Between the Lines: May-June 2008

Thanks to electronic communications, the world, potentially, has become an extended classroom.

At Duke, one boundary-pusher is Dan Ariely Ph.D. '98, a behavioral economist profiled in this issue. Ariely's website engagingly pushes his new book, Predictably Irrational. And now he has introduced an online advice column: Dear Irrational. Every week, he picks a question from those submitted on anything that fits within the broad definition of his burgeoning discipline.

In early April, Ariely made his first pick. The question came from a concerned parent whose daughter, a recent college graduate, is "interested in too many things" and is therefore directionless. She resists the notion of pursuing a job vigorously for fear that she'll make the wrong decision. What to do?

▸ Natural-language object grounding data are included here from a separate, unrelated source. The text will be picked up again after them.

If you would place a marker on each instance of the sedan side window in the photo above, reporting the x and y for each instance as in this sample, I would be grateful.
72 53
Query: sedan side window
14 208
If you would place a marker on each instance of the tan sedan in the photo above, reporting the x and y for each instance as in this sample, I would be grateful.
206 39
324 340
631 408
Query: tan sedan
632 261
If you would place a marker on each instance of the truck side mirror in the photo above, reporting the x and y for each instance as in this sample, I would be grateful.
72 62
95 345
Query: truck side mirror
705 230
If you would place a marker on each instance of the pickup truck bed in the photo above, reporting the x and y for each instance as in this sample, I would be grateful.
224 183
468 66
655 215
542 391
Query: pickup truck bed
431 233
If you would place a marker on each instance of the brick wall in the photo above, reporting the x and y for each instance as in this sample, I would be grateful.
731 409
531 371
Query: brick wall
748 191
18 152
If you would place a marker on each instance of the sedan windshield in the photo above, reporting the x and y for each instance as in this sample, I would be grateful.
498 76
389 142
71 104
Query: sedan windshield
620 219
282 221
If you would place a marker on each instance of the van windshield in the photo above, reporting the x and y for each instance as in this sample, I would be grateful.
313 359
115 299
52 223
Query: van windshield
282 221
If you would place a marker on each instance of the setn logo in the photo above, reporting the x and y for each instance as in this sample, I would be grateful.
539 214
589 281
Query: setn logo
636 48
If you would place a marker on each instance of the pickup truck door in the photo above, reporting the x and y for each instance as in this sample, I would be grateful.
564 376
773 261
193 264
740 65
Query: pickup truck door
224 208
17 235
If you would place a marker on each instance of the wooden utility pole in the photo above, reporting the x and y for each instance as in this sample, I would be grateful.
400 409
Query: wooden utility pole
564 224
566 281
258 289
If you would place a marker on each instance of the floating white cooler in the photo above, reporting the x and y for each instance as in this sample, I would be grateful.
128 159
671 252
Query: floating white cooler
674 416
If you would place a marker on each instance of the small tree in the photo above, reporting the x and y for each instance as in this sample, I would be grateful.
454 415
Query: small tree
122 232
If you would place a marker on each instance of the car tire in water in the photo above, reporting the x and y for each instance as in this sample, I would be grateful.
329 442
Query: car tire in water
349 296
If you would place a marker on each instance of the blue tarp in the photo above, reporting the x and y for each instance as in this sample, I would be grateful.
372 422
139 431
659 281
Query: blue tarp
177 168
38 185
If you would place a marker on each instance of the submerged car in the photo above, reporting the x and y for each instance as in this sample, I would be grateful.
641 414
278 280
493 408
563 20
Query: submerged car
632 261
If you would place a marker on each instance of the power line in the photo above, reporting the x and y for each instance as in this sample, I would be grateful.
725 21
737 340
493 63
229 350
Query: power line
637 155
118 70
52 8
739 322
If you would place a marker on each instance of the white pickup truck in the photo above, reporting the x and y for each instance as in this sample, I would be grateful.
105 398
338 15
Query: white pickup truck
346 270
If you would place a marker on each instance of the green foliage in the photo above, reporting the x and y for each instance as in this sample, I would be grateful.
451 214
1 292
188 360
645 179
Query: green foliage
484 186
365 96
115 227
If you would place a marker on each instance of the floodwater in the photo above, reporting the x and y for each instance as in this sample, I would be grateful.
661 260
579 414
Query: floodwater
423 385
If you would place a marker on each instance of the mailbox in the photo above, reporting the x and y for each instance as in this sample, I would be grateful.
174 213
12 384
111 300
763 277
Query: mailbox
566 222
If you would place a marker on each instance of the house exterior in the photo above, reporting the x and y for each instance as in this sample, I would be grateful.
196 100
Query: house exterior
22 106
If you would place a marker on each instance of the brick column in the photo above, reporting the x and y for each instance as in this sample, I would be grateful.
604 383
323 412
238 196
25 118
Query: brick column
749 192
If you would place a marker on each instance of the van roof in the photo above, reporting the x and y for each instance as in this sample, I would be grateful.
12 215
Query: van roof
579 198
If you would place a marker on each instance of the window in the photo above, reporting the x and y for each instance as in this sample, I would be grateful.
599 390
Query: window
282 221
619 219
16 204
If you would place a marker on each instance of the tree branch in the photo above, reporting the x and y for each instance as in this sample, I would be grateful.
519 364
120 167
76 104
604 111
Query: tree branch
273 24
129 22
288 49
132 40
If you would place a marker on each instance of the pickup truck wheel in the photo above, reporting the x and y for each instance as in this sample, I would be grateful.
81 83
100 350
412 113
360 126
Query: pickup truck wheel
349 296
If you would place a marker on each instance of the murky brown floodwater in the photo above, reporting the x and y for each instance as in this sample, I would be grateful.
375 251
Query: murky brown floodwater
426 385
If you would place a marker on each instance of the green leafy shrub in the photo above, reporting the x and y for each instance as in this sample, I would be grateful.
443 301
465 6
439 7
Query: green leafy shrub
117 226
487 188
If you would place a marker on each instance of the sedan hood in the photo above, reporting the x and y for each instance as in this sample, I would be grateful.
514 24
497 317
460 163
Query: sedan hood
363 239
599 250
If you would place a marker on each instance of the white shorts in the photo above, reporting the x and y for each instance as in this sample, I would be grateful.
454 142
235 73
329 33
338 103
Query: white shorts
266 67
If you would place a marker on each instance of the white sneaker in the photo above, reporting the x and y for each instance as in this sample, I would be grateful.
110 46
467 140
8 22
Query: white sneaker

The first thing to do, Ariely responded, is to recognize that as options and opportunities endlessly increase, we all face similar situations. In his view, we are paralyzed by a surplus of choices. By keeping all her options open, the stay-at-home graduate ends up spending her time searching but never committing to start a career.

Ariely's advice was for her to take "a relatively unpleasant temp job." That gets her out of the house and into the habit of working. And it makes the act of delaying the job decision personally painful.

One reader posting suggested a better way to induce a change in behavior: charging her full room and board at home. Another embellished that advice with the benefit of behavioral experience: "It's exactly how we got our son off his backside and off our books, too, [because] his job required him to move to a new area!"

Dear Irrational can look forward to encountering instant and public skepticism, rational or not. That's a change from the days of Dear Abby-and from the old-school economist steeped in supply-and-demand curves.